Otherwise, it doesn't feel much like a Kubrick picture. The strong visuals of the battle and action sequences don't match up to the style of the smaller, more intimate scenes. "Spartacus" has the same sort of washed-out colorization and bland lighting scheme that was typical of most American films of the early 60s, which tend to keep me from fully enjoying titles like "Rio Bravo" and "Vertigo." The scripting, by Dalton Trumbo is excellent, but there's a distinct lack of any sort of sharper edge to the material, that Kubrick brought to "Paths of Glory" and "The Killing." Unconventional as the story may be, it's told in a fairly straightforward, simple style and the audience is not left to grapple with any moral conundrums or difficult themes.
In the end, the film is really the same kind of feel-good historical fiction we got from most of the Biblical epics of the day, where good maintains and evil's triumph is only temporary. "Spartacus" has better performances and better battle scenes than most, but I'm struggling to think of anything else that really distinguishes it. The scope of the film, despite the length and the setting, actually felt smaller than I was expecting. The cast of major characters was relatively limited and there were no ostentatiously large sets or particularly panoramic vistas to marvel over. This helped to keep distractions from the story to a minimum, but it also lessened a bit of the impact. I think "Spartacus" was a good film, but not a good Kubrick film.
Out of everything, I enjoyed the cast the most. There isn't a bad performance from any of the principle actors. Douglas does an exceptional job as Spartacus, providing all the requisite charisma, physical presence, and emotional heft of the icon freedom fighter. Jean Simmons as Varinia, Spartacus's strong-willed beloved, is one of the best female performances I've ever seen from one of these costume epics, right up there with Anne Baxter's poisonous Nefertiri from "Ten Commandments." The love story is surprisingly strong and emotional. When the two end up literally rolling around in a field, I realized what George Lucas had been trying to do in "Attack of the Clones."
The villains were fun, with Laurence Olivier wisely refraining from chewing too much scenery as the Roman senator Crassus, Spartacus's major antagonist. Crassus is Olivier at his most coolly odious and arrogant, and acts as a great counterbalance to Kirk Douglas. Charles Laughton as the unscrupulous, lovable Gracchus had some great scenes, as does Peter Ustinov as the machinating Batiatus, the slave dealer who initially singles out Spartacus for gladiator training. Tony Curtis as Spartacus's supporter Antoninus did a decent job with his role, but I kept being distracted by his very obvious American accent, which stood out from the largely British cast.

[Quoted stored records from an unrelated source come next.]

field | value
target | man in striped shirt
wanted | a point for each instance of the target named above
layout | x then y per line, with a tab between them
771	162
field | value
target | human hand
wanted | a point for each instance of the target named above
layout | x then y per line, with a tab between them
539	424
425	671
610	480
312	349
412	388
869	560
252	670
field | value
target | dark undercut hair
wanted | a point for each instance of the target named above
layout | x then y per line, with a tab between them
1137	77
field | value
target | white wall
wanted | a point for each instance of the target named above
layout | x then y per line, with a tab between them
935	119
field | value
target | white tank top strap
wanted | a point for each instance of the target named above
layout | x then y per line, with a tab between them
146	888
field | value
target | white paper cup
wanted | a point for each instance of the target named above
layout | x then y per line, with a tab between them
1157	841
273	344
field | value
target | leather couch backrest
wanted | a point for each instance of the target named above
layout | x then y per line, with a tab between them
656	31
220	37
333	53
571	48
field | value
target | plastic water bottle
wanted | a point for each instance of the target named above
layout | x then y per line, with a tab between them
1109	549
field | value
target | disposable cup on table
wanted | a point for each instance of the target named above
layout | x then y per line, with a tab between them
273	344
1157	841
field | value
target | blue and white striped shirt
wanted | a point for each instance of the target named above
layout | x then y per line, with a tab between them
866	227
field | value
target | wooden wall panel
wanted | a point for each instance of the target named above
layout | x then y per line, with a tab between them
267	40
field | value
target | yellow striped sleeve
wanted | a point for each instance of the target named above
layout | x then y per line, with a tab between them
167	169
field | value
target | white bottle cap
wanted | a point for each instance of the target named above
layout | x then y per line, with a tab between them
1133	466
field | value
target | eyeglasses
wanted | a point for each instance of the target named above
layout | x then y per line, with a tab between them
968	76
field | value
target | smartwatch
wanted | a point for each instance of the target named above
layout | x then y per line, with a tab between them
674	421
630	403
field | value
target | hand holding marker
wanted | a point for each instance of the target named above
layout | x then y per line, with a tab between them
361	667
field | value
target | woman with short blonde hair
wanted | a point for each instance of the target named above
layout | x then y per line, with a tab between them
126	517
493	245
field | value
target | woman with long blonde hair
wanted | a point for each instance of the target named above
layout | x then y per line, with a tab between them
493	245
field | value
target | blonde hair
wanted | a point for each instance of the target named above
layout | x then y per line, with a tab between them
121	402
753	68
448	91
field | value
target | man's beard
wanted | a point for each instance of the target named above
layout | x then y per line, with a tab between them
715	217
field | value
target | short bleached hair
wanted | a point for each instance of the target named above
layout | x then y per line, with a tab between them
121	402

As much as I liked "Spartacus," it doesn't live up to its potential, and I don't think it matches either "Ben Hur" or "The Ten Commandments," films which are usually mentioned in the same breath. However, I couldn't help thinking that it's prime material for a modern director to revisit. Spartacus is a fascinating historical figure, and the film version took certain liberties to make his story more palatable to audiences of the 1960s that would no longer be necessary today. Maybe I've seen too many of the grittier, more realistic historical action films that Hollywood has turned out lately, but the anachronisms of "Spartacus" seriously detracted from my viewing experience and I can't help but wonder how the story would fare in other hands.
There's been a recent Starz miniseries, "Spartacus: Blood and Sand, that purports to be more historically accurate. I think I'll give it a look.